・生成AI「ジェミニ(Gemini)」活用のAIエージェントが複数ロボットを制御、次世代ロボットセルを提案
ファナックは5月13日、グーグル(Google)との協業により、生成AIを活用したフィジカルAIロボットシステムを進化させたと発表した。グーグル・クラウド(Google Cloud)の企業向け生成AI「ジェミニ・エンタープライズ(Gemini Enterprise)」などの最新技術を活用し、人の自然言語による指示を理解して複数ロボットを自律的に制御するAIエージェントシステムを構築した。
近年、LLM(大規模言語モデル)を活用し、知能と物理動作を融合する「フィジカルAI」が注目を集めている。ロボットがセンサを通じて周囲環境を認識し、自ら判断・動作する技術は、その代表的な活用例とされる。
ファナックは、ロボット制御向けオープンプラットフォーム「ロス(ROS)」に対応する自社ドライバをソース公開しているほか、AI開発で広く使われるPython言語、高速通信インターフェース(I/F)、PLCとの連携機能などを備え、オープンプラットフォーム対応を推進している。一方、グーグルもAIロボティクス部門「イントリンシック(Intrinsic)」を通じてROSの開発・管理を推進している。
これにより、ファナックは協働ロボット「CRXシリーズ」をはじめ、可搬質量3kgの小型機から2.3tの大型ロボットまで、多様な産業用ロボットと最新AI技術を組み合わせたシステムを容易に構築できる体制を整えた。
同社によると、2025年12月開催の国際ロボット展でフィジカルAIシステムを初公開して以降、引き合いが拡大。すでにフィジカルAI関連用途で1,000台以上のロボットを出荷しており、需要拡大ペースは加速しているという。

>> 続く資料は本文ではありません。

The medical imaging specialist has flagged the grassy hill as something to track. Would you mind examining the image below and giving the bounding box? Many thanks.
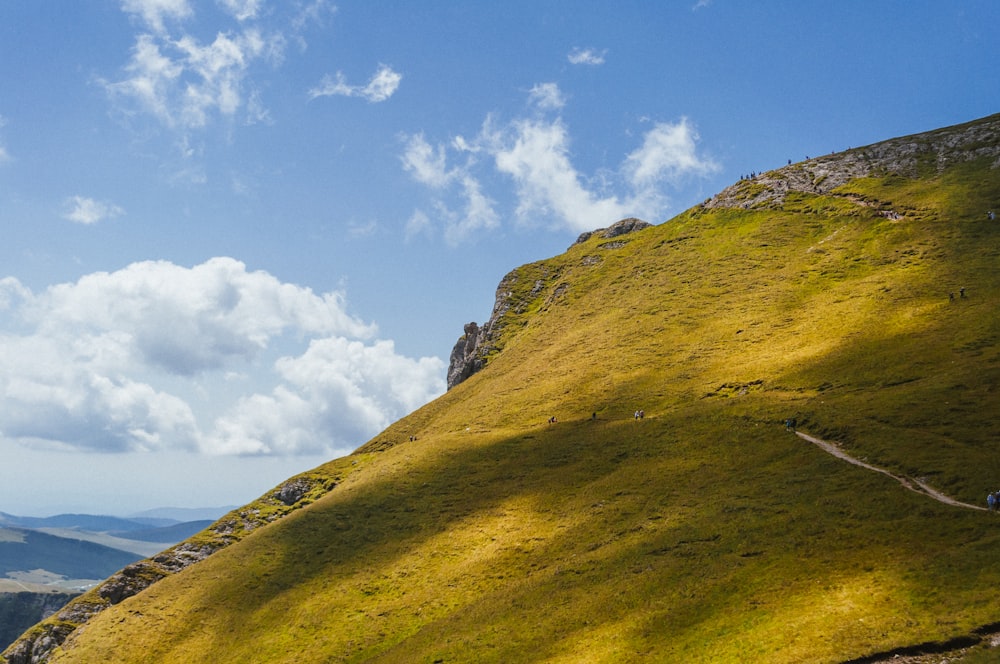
[5,116,1000,664]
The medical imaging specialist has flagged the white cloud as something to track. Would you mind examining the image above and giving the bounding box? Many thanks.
[566,48,608,65]
[63,196,125,225]
[309,65,403,103]
[108,0,285,130]
[404,210,431,241]
[122,0,194,33]
[528,83,566,111]
[401,134,500,246]
[220,0,264,21]
[624,118,719,188]
[401,93,718,239]
[402,134,457,189]
[206,338,444,454]
[0,258,444,454]
[495,119,629,230]
[442,175,500,246]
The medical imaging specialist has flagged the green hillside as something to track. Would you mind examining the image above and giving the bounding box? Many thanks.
[6,116,1000,664]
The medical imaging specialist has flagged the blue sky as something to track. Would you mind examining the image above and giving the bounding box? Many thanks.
[0,0,1000,514]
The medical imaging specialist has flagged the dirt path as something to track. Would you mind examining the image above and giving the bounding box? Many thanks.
[795,431,988,512]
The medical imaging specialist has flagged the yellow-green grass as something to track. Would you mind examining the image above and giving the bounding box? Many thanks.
[23,139,1000,662]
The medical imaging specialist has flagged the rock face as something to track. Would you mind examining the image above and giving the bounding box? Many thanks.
[448,322,483,390]
[0,592,79,648]
[703,114,1000,209]
[574,217,652,244]
[448,217,652,390]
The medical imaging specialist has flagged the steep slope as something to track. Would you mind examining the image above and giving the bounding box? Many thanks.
[6,116,1000,662]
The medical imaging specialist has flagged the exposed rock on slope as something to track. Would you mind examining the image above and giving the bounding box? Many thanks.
[704,114,1000,209]
[448,217,652,390]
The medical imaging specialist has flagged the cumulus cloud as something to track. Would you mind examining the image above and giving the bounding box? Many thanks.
[309,65,403,103]
[208,337,442,454]
[401,134,500,246]
[105,28,281,129]
[0,258,444,454]
[625,118,719,187]
[63,196,125,225]
[495,119,627,230]
[401,83,718,239]
[566,48,608,65]
[402,134,457,189]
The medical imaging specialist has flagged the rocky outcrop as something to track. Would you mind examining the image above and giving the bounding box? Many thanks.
[448,217,652,390]
[448,270,517,390]
[0,592,80,648]
[448,322,484,390]
[703,114,1000,209]
[574,217,652,244]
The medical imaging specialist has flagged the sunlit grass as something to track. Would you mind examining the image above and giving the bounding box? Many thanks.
[25,131,1000,662]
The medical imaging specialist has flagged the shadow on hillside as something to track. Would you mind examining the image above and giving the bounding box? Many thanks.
[172,406,988,661]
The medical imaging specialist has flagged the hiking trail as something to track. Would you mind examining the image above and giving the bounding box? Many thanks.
[795,431,989,512]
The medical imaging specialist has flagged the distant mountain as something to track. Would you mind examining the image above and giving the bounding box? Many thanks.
[0,528,140,580]
[0,115,1000,664]
[119,519,212,544]
[128,505,232,525]
[0,512,158,533]
[0,592,80,648]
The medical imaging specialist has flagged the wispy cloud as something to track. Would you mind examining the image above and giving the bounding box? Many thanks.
[0,258,444,455]
[528,83,566,111]
[219,0,264,21]
[401,83,718,239]
[309,65,403,103]
[122,0,194,34]
[63,196,125,226]
[566,48,608,65]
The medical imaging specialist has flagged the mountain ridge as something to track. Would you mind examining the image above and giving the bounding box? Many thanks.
[4,116,1000,664]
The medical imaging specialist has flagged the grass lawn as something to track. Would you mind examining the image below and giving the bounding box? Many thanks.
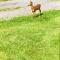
[0,10,60,60]
[0,6,21,11]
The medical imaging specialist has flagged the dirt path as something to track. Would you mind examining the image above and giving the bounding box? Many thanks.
[0,2,60,19]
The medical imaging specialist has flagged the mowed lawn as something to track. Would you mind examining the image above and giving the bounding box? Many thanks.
[0,10,60,60]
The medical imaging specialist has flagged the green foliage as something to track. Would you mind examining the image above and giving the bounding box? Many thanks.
[0,11,60,60]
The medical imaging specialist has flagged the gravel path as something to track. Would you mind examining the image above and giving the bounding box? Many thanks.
[0,2,60,19]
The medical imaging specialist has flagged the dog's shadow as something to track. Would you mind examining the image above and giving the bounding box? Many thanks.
[33,13,43,17]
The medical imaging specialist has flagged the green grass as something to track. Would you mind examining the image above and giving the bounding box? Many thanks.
[0,10,60,60]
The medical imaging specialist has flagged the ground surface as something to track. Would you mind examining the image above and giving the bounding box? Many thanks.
[0,1,60,19]
[0,11,60,60]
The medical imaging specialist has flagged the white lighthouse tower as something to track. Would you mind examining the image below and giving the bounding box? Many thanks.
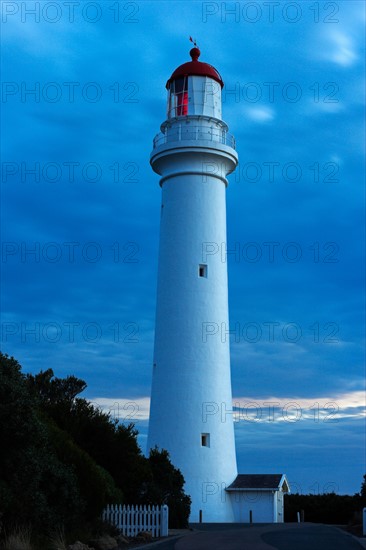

5月開催の新商品発表展示会では、生成AI「ジェミニ」を搭載した次世代フィジカルAIロボットシステムを実演する。AIエージェントが人の指示内容を理解し、物体認識を行いながら複数ロボットを協調制御。協働ロボットと非協働ロボットが一体となって作業を行う「産業用ロボットのAIエージェントシステム」を提案する。
また、CRXを含む全ファナック製ロボットは、イントリンシックが提供するエンタープライズ向けソフトウェアプラットフォームへの完全対応を予定。AIロボットソリューションの構築、テスト、導入を容易にする。
さらに、イントリンシックの開発環境「フローステート(Flowstate)」との互換性を全面的にサポートする。フローステートはROS互換性を備えており、ファナックのオープンプラットフォーム技術と組み合わせることで、高度な適応型AIソリューションを迅速に構築できるとしている。
このほか、ファナックはグーグル・ディープマインド(Google DeepMind)の「ジェミニ・ロボティクス・トラステッド・テスター・プログラム(Gemini Robotics Trusted Tester Program)」にも参加。ロボット向け基盤モデルに関するAI研究も推進する。
同社は展示会で、来場者が自然言語でロボットへ指示を出し、生成AIと連携したフィジカルAIシステムを体験できる場を提供するとしている。